Death By ENIC: Or How I Stopped Worrying And Learned To Love The Europa League

Once upon a time, maybe 60 years or so ago, European football was somewhat of an exotic experience for British football fans. To drop some perspective into the mix, it wasn’t until 1966 that an Englishman called Freddie Laker started an airline company that was aimed at ordinary people.

Affordable travel within Europe (and via transatlantic routes) was essentially a complete novelty, and suddenly a new generation of regular folk could not just holiday abroad, but also begin to indulge in short haul flights for such fripperies as ‘football matches’. The Internet wasn’t the first thing to make the world a smaller place.

Bill Nicholson didn’t just manage Spurs from 1958 to 1974, the man quite rightly also managed to achieve quite shamanic levels of respect from the club’s supporters that still exists this very day. Bill had won the double in 1960/61, but he’d seen that notable success eclipsed by the end of that decade. The season before that, Bill’s side had finished 3rd in the old First Division to Manchester United, and by the 1967/68 season, Manchester United beat Benfica 4-1to go from being recent champions of England to the champions of Europe.

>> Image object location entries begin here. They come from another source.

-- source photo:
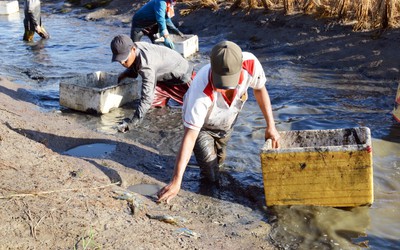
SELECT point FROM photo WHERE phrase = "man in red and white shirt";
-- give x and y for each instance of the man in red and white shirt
(211, 106)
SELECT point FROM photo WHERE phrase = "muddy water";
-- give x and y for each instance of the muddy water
(302, 98)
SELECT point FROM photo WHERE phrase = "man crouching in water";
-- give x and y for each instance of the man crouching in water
(165, 74)
(210, 109)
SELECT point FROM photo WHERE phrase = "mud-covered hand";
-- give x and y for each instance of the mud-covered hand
(273, 134)
(128, 124)
(168, 42)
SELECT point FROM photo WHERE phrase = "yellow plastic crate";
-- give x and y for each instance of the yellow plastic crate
(396, 110)
(319, 167)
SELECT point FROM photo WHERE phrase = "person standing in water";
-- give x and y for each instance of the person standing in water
(211, 107)
(33, 21)
(155, 17)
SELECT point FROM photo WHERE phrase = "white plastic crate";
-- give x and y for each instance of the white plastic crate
(97, 92)
(186, 45)
(396, 110)
(8, 7)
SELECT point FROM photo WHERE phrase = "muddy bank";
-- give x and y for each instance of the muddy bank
(66, 201)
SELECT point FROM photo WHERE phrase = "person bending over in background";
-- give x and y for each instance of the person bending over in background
(155, 17)
(33, 21)
(165, 74)
(210, 109)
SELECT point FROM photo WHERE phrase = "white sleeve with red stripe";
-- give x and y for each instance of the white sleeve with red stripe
(256, 70)
(196, 103)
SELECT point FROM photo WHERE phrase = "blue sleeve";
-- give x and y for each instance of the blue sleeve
(160, 8)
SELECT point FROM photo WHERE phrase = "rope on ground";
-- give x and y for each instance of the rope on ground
(56, 191)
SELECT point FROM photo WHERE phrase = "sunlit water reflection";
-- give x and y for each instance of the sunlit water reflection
(302, 99)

By the 1971/72 season, Bill had won the UEFA cup, which at least kept Tottenham in the European footbal frame. Where cynics might argue, we’ve been ever since.

“It’s magnificent to be in Europe, and this club – a club like Tottenham Hotspur – if we’re not in Europe… We’re nothing. We’re nothing.”

Bill Nicholson.

Spurs won the UEFA in the 1983/84 season under Keith Burkinshaw, but since then Tottenham have fundamentally failed to pass muster in Europe. Apologists for ENIC will cite the 2018/19 Champions League final appearance against Liverpool as if it were of substantial value, but football is a professional sport, and winning is the metric. Hence, no Spurs fan retweets clips of that game – just the Ajax one that took us to the final.

Fast forward to this current season and Spurs are looking like favourites to end up back in the very competition that Bill used to make Spurs relevant again.

The Tottenham Hotspur Supporters’ Trust published a report of their latest THST board to THFC board meeting today and this particular line stood out for me: “Funds were ring-fenced for the summer however not qualifying for Champions League would have an impact all round.”

The rebuild of this existing Spurs’ squad will be slow and in certain respects, a little painful. But it could be better than the current living death that is “competing”.

José Mourinho ought to be asked politely by ENIC’s representatives on Earth, to pursue the Europa League next season. It would be an achievable compromise between the Champions League – for which Spurs are patently unfit to compete meaningfully in tight now – and seeking to win a domestic trophy, which would be of negligible value to our owners.

Mourinho isn’t too many additions this summer from stabilizing what is still a dysfunctional squad. Breaking the business model chains that currently binds us isn’t going to happen anytime soon. And so what I am suggesting here is precisely what it looks like – a plausible if unpalatable compromise.

Everyone in the 21st century takes European football for granted. Maybe it’s time as fans we cut our cloth according to the provision of said fabric by our masters, and lowered our sights a little?